While participating in the California Public Utilities Commission NEM 2.0 proceeding, both Pacific Gas & Electric and San Diego Gas & Electric proposed residential demand charges in their 2015 rate cases.
While participating in the landmark New York REV proceeding to revamp the state’s energy policy, Consolidated Edison proposed a residential fixed charge increase in its 2015 rate case.
And while Xcel Energy was instrumental in Minnesota’s grid modernization proceeding and working cooperatively in the state’s E21 initiative on energy policy innovation, subsidiary Northern Power proposed a residential fixed charge increase in its 2015 rate case.
“Utilities are doing what they are supposed to do in the rate cases to protect their shareholders’ interests and keep the lights on,” Morris said. “That is what their incentives lead them to do under the current utility paradigm. That is the challenge.”
In proceedings with a more comprehensive approach, utilities are being asked to start by defining the services necessary to maintain today’s delivery of electricity and then to identify the technologies, programs, and rates they can implement to continue the cost-effective, safe, reliable delivery of electricity, Morris said.
“That is the conversation that is happening in the higher level proceedings and it does not fit with the short term perspective of traditional cost of service ratemaking used in rate cases,” he added.
While longer-term thinking has so far been confined to a few states, there are indications that approach could spread.
The National Association of Regulatory Utility Commissioners (NARUC) — the convening body for state utility regulators — recently published a Manual on Distributed Energy Resources Compensation, aiming to help commissions address DER issues in a standard, comprehensive method.
The NARUC manual points out that utilities tend to focus on short term fixed costs, leading them to see the “overwhelming majority” of their costs as fixed, explained Minnesota Public Utilities Commission Policy Director Chris Villarreal, who led the NARUC effort to draft the manual.
This perspective on fixed costs inclines utilities to seek recovery of those costs through rate designs like demand charges and fixed charges, he added. “But in the long term, a much smaller percentage of costs are fixed.”

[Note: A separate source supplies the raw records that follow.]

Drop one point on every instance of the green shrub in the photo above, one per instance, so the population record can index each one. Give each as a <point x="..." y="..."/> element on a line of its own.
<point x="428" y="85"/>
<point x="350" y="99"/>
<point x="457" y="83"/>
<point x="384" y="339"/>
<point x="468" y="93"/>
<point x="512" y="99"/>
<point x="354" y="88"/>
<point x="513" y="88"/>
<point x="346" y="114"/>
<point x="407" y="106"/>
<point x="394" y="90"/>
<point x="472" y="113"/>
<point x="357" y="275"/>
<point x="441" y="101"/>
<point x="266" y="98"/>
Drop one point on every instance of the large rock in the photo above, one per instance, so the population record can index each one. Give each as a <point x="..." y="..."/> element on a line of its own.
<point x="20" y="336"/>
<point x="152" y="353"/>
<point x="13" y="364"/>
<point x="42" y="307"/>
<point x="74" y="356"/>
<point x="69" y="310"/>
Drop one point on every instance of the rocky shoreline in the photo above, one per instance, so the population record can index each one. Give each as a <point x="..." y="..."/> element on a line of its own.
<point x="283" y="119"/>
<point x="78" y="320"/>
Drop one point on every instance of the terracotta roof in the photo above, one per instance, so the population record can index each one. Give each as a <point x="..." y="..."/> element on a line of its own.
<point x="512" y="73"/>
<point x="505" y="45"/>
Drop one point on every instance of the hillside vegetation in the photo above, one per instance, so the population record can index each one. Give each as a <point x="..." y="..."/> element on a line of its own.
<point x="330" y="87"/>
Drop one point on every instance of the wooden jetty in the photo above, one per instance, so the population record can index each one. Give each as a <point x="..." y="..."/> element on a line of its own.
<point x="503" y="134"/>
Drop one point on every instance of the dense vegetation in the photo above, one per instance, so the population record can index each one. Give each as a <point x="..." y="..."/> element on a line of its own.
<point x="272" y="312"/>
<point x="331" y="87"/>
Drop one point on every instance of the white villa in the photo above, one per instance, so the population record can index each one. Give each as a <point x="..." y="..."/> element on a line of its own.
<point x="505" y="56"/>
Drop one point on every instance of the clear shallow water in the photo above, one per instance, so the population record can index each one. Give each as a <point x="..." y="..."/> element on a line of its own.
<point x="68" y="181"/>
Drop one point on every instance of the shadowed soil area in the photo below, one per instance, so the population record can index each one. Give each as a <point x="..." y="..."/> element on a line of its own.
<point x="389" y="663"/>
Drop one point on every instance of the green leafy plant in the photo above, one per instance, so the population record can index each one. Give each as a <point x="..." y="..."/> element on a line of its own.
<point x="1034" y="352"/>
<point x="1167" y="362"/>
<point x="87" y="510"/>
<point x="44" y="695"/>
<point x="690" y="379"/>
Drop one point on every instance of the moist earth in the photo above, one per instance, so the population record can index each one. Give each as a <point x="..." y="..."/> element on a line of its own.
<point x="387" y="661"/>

Each state’s regulators must understand this and then decide whether to focus on the short term or the long term, Villarreal said. “The manual hopefully provides pros and cons of each, without reaching a conclusion.”
Third quarter and beyond
As direction emerges from the higher level proceedings, it will be possible for utilities to align their proposals with larger energy policy objectives, Morris said. For now, they must operate according to existing incentives.

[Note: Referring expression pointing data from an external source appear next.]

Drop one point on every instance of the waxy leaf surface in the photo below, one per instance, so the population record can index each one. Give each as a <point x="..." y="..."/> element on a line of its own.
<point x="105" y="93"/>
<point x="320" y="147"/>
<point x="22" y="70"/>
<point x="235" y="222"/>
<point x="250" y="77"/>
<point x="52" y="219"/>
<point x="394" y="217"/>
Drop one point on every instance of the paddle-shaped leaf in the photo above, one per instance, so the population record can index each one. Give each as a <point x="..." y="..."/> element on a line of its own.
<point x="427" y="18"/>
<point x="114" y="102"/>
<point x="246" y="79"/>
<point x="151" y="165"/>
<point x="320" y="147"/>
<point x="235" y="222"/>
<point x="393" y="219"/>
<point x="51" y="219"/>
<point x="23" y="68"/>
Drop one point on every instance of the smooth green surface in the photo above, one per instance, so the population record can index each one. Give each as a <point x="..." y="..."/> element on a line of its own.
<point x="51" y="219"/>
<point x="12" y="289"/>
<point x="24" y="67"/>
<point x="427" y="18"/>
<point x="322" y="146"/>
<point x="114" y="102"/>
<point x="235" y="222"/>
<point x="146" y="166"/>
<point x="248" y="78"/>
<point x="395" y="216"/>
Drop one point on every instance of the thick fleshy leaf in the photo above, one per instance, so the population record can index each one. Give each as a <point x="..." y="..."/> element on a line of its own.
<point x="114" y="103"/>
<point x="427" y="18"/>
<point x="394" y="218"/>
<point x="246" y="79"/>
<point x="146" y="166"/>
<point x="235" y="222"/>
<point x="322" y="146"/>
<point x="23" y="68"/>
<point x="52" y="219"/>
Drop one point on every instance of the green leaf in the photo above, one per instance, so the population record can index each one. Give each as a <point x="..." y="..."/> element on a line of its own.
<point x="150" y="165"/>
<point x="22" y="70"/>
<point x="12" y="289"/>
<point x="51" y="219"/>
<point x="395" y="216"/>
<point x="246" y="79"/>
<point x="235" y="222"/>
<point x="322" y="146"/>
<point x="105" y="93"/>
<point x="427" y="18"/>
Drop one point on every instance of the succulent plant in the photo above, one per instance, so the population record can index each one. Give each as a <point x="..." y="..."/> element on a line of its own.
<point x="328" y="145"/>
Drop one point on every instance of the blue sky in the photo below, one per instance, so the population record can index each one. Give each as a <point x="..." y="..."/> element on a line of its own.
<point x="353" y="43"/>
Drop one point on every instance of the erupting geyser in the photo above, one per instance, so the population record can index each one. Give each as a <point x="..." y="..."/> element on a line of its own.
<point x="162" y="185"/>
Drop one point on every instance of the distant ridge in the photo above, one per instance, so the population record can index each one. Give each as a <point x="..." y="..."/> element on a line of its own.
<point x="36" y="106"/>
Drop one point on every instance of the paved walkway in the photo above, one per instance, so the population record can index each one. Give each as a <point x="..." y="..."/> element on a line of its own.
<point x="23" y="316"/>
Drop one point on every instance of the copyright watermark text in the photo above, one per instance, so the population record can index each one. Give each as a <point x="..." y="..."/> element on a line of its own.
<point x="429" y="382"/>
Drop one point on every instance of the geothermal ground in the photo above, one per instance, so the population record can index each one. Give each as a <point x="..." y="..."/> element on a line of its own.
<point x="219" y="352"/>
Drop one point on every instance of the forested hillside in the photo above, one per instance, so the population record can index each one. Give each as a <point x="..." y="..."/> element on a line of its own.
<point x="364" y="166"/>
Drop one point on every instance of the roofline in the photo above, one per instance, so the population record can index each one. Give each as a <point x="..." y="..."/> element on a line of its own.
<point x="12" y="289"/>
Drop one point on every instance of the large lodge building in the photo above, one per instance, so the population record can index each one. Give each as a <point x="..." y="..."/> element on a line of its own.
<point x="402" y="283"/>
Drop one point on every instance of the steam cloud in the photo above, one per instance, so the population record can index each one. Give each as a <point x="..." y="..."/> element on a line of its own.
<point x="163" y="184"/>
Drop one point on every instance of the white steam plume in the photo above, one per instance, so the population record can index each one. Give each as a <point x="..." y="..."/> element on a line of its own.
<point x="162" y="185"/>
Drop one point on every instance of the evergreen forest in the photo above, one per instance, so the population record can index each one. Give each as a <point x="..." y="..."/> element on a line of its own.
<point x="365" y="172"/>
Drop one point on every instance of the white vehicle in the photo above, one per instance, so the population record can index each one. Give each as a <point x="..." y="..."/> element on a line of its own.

Approaches to distributed solar policy and rate design remain widely varied and the only constant is that the majority of states are considering changes, CETC reports. But the outcomes “will be instrumental in determining future solar market growth and which markets see this growth.”
In addition to the actions described, the update summarizes twelve actions on community solar, three actions on third party ownership of solar, and three on utility-led efforts to own distributed solar.

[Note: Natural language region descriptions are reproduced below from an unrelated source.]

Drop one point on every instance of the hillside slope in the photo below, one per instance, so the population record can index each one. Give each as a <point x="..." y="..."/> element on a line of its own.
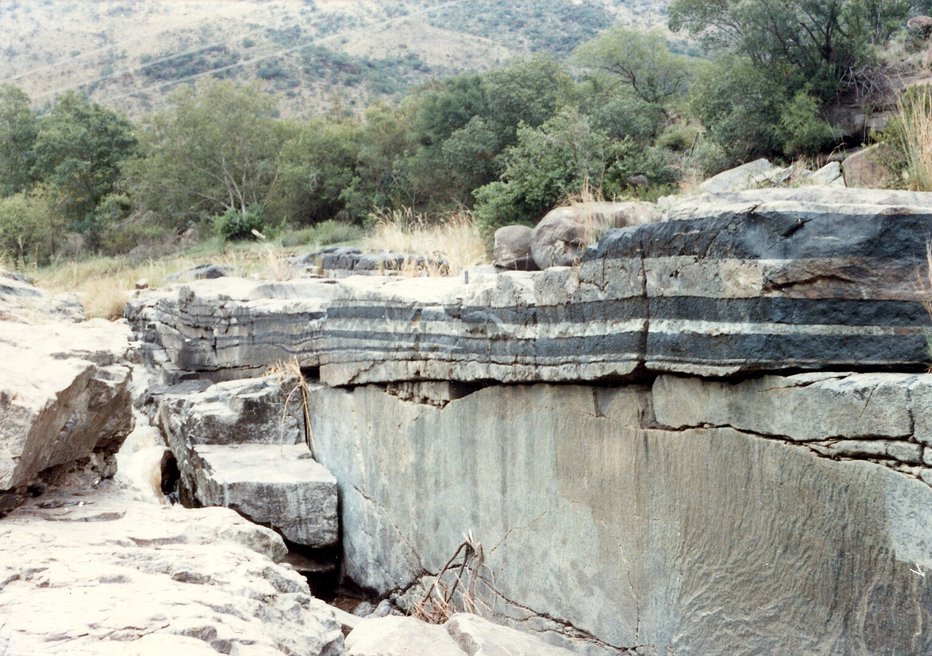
<point x="316" y="54"/>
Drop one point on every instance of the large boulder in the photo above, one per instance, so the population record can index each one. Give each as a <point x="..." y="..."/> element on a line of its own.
<point x="64" y="393"/>
<point x="96" y="574"/>
<point x="609" y="530"/>
<point x="512" y="249"/>
<point x="242" y="444"/>
<point x="564" y="233"/>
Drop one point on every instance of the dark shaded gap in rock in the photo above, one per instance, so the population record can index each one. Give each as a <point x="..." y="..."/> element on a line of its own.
<point x="170" y="476"/>
<point x="319" y="566"/>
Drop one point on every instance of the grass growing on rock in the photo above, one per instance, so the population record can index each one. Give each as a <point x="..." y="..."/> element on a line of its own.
<point x="455" y="238"/>
<point x="103" y="284"/>
<point x="914" y="132"/>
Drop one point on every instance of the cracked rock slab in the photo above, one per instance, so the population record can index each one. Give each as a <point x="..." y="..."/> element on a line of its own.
<point x="604" y="532"/>
<point x="64" y="396"/>
<point x="277" y="485"/>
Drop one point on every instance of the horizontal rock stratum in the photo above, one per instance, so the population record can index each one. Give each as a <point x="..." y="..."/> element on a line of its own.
<point x="764" y="281"/>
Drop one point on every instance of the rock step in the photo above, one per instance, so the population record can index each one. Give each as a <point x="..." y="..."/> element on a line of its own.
<point x="280" y="486"/>
<point x="766" y="281"/>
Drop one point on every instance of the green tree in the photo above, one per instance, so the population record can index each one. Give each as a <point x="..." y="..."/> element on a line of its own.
<point x="18" y="127"/>
<point x="527" y="93"/>
<point x="551" y="162"/>
<point x="812" y="42"/>
<point x="315" y="167"/>
<point x="215" y="149"/>
<point x="739" y="104"/>
<point x="386" y="139"/>
<point x="640" y="62"/>
<point x="80" y="148"/>
<point x="804" y="131"/>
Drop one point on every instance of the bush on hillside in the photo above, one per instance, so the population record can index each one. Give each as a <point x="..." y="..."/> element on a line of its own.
<point x="237" y="225"/>
<point x="29" y="230"/>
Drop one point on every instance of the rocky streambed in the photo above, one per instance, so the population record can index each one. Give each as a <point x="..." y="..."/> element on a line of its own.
<point x="711" y="435"/>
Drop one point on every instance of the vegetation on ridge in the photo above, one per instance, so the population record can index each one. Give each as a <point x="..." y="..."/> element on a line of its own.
<point x="626" y="115"/>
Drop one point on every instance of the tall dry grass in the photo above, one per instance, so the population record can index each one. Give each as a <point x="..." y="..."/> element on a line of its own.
<point x="455" y="238"/>
<point x="104" y="284"/>
<point x="914" y="134"/>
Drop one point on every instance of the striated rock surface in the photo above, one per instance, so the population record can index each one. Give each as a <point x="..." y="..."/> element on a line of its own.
<point x="762" y="281"/>
<point x="100" y="573"/>
<point x="230" y="327"/>
<point x="608" y="530"/>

In the upcoming quarter, only eleven state legislatures will be in session, so fewer lawmakers will be weighing in on policy than in the past two quarters of 2016. Proceedings in Massachusetts, New Hampshire, Maine, and Vermont are expected to be determinative for NEM but will not necessarily conclude in Q3.
The 36 residential fixed charge increases pending at the end of Q2 2016 included general rate cases for Duke Energy Progress in South Carolina and Ameren in Missouri. By the end of the year, Nevada’s turmoil could be affected by its utilities’ general rate cases and a decision by the state Supreme Court on the Bring Back Solar ballot referendum, NC CETC reports.
Demand charges for residential solar customers, NC CETC adds, remains “an area to watch, especially as decisions are made on demand charge requests in Arizona, Oklahoma, and Texas in the coming quarters.”